= Filamin =

Class of proteins

Filamins are a class of proteins that hold two actin filaments at large angles. Filamin protein in mammals is made up of an actin-binding domain at its N-terminus that is followed by 24 immunoglobulin-like repeat modules of roughly 95 amino acids. There are two hinge regions; between repeats 15-16 and 23-24. Filamin gets cleaved at these hinge regions to generate smaller fragments of the protein. Filamin has two actin-binding sites with a V-linkage between them, so that it cross-links actin filaments into a network with the filaments orientated almost at right angles to one another.

Filamin proteins include:
- Filamin-A
- Filamin-B
- Filamin-C

Over-expression of FLNA stops the regeneration of bladder carcinoma (BC) cells, by inhibiting the cell cycle and inducing apoptosis of BC cells.

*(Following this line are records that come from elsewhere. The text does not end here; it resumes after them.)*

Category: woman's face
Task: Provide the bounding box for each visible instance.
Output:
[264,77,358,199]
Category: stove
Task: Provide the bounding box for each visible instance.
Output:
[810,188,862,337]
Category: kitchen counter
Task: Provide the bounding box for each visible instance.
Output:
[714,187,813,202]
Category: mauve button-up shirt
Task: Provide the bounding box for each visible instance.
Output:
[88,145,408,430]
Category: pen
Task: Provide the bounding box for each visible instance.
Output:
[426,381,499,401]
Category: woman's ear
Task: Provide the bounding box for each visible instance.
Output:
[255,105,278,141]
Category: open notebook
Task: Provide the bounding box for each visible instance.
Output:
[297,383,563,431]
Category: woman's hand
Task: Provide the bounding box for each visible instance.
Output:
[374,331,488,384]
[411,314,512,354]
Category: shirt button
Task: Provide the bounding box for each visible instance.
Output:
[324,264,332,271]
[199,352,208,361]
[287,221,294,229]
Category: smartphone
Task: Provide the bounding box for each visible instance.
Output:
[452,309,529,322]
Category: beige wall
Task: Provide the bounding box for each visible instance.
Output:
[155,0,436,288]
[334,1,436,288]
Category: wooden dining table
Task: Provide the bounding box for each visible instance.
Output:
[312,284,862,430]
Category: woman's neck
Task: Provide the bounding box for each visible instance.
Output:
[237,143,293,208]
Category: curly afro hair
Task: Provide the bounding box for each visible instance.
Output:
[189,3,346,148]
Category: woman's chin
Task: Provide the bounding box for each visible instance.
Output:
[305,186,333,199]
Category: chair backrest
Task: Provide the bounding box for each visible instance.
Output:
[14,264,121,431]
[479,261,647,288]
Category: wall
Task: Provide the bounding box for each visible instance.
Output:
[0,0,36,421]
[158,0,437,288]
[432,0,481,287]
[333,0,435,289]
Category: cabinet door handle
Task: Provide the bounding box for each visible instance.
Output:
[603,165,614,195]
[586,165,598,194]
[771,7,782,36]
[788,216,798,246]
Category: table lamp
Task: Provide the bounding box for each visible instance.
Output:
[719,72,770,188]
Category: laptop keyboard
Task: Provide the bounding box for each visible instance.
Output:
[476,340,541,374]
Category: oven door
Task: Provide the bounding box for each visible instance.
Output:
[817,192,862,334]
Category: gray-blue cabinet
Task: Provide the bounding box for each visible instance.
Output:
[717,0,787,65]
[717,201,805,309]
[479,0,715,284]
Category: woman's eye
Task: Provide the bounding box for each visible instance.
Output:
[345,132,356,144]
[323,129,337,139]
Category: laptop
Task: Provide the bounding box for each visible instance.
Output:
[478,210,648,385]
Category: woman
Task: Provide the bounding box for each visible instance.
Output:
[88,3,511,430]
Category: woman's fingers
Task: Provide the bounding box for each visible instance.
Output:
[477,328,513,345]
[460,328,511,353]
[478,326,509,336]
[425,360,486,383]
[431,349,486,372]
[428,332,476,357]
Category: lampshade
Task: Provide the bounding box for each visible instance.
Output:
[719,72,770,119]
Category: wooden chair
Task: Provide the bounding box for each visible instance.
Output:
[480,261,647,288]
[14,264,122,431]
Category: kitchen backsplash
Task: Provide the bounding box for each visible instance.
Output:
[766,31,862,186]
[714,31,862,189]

FLNA has also been shown to reduce the mobility and invasion abilities of BC cells.

== FLNA ==

The FLNa protein is also known for having an important structural function in the cardiovascular system. In particular, it has been studied by the American Society of Hematology for its role in platelet function in the blood. Platelets are known for their role in wound repair as they are able to aggregate and stop bleeding. Megakaryocytes allow for the production of platelets. However, mutations in the FLNa gene have been found to disrupt the process of healing as they limit the production of giant platelets that are needed for healing. This condition is known as Macrothrombocytopenia.

== FLNC ==

The FLNC protein is important to the functioning of cardiac and skeletal tissue. In particular, mutations to the FLNC can have detrimental effects on cardiac tissue. The FLNC proteins have an important role in the structure of cardiac muscle. They contribute to the z-disk proteins which are heavily found in both cardiac and skeletal muscle tissue. Many studies have been conducted to evaluate the effects of mutations on the FLNC gene to patients that are otherwise healthy in terms of their heart. Studies conducted by the American College of Cardiology Foundation show that missense mutations in the FLNC gene could be precursors for diverse cardiomyopathies. Specifically, hypertrophic cardiomyopathy (HCM) and restrictive cardiomyopathy (RCM) were noted. A further investigation of the link between this protein and cardiac tissue could allow professionals to develop treatments to prevent and treat patients with FLNC mutation induced cardiomyopathies.